The recent renewal of two taxes was good news for the East Baton Rouge Parish public school system, but the system still faces formidable obstacles, including some pretty big financial challenges. Those hurdles underscore the urgency of engaging residents in addressing the school system’s challenges, which is something that Superintendent Bernard Taylor has been trying to do.

The proposed renewals on the April 6 ballot easily won approval, meaning that the school system will continue to get about $43.3 million a year — about 8 percent of all school system revenue and 11 percent of the money that funds its general operations.
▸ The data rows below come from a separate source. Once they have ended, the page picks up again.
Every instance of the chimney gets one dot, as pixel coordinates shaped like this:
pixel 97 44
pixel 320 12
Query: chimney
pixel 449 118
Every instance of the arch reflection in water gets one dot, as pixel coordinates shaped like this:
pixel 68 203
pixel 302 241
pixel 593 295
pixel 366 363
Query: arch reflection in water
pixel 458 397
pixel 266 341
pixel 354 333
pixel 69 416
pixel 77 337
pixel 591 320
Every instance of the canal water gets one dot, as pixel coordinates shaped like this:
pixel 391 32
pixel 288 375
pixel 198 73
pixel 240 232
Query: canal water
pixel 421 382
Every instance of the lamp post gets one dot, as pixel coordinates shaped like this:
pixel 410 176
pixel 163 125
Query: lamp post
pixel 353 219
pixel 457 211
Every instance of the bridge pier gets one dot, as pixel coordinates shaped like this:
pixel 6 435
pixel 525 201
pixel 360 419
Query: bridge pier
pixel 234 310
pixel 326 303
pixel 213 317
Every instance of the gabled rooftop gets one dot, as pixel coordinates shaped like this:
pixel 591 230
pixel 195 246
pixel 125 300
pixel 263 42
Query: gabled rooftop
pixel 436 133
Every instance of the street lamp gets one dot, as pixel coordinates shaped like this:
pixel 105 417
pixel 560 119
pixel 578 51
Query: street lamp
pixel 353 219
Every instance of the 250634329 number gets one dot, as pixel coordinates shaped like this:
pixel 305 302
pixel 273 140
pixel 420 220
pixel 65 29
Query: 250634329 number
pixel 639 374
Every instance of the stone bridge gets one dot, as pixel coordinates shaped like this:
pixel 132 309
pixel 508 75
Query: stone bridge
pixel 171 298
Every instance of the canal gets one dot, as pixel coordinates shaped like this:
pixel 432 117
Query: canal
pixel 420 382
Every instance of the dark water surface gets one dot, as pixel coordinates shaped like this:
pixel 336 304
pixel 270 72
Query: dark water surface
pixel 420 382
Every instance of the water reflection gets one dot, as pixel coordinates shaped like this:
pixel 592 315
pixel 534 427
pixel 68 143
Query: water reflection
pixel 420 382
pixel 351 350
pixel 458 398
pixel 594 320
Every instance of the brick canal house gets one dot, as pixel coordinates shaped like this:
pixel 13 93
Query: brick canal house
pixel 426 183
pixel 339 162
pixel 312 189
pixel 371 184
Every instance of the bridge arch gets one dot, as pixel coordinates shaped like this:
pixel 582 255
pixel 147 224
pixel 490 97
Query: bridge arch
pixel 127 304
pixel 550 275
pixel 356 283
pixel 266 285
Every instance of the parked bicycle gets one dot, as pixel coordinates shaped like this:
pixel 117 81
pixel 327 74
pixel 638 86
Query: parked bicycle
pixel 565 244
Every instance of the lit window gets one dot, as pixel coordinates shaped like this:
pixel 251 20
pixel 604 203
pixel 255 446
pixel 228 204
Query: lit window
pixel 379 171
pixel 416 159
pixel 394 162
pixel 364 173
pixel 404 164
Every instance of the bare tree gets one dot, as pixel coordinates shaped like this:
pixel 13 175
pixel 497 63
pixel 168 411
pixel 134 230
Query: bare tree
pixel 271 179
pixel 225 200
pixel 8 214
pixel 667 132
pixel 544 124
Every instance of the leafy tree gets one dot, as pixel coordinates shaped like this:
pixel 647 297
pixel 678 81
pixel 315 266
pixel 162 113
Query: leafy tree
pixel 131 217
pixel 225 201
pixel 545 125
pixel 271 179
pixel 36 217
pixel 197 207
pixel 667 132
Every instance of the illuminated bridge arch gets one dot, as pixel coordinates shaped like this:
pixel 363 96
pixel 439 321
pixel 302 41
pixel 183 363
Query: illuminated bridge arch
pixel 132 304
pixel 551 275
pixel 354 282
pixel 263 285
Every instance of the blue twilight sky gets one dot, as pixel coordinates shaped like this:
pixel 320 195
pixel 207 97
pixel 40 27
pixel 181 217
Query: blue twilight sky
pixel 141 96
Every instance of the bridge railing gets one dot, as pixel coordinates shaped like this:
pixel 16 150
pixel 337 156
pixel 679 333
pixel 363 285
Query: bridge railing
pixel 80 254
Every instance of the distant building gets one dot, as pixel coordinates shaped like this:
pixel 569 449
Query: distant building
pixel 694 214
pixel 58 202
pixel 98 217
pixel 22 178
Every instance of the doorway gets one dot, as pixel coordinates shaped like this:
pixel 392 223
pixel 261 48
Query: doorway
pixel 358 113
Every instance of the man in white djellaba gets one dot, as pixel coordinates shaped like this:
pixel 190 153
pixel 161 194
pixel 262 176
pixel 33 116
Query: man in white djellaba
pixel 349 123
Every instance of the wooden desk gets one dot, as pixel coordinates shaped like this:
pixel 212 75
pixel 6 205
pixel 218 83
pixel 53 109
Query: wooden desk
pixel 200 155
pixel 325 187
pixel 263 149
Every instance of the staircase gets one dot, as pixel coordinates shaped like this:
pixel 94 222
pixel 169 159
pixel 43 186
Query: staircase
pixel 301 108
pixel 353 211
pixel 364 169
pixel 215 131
The renewal of the taxes saved an already grim financial situation for the school system from getting even worse. Even with the tax renewals, the system is already facing budget cuts for the next three fiscal years, with $30 million in cuts projected for this fiscal year and $15 million in reductions projected for 2014-2015. State budget problems have limited state funding for public education in recent years, and local school districts are feeling the pinch.

Meanwhile, advocates of a separate school district in southeast Baton Rouge are trying again in the current session of the Legislature to get approval for placing a separate school district measure on the statewide ballot. A similar bill narrowly failed in last year’s legislative session. If that breakaway district becomes a reality, the East Baton Rouge Parish school system would face another reduction in resources.

Taylor is trying to persuade local residents to stay in the system. He’s also attempting to build broader community support for the system, staging a series of community forums to unroll his ideas for reform. Among the changes recently approved by the East Baton Rouge Parish school system are plans to convert Lee High and Belfair Elementary into magnet schools — campuses with specialized programs designed to attract highly motivated students from across the district. The board also approved plans to turn Mayfair Elementary into an elementary school modeled on the LSU Lab School, and closing Delmont Elementary and moving two pre-K programs onto its campus.

More proposed changes are on the way.

The East Baton Rouge Parish School system is a mixed bag, with some schools nationally recognized as models of excellence and others designated as failing schools by the state.

Taylor has his work cut out for him in building stronger public support for the system. The recent renewal of two taxes for the system gives him a little bit of breathing room, but the meager turnout for the election was telling, with only 6 percent of eligible voters casting a ballot. That doesn’t suggest the kind of public involvement that Taylor will need in advancing school reform.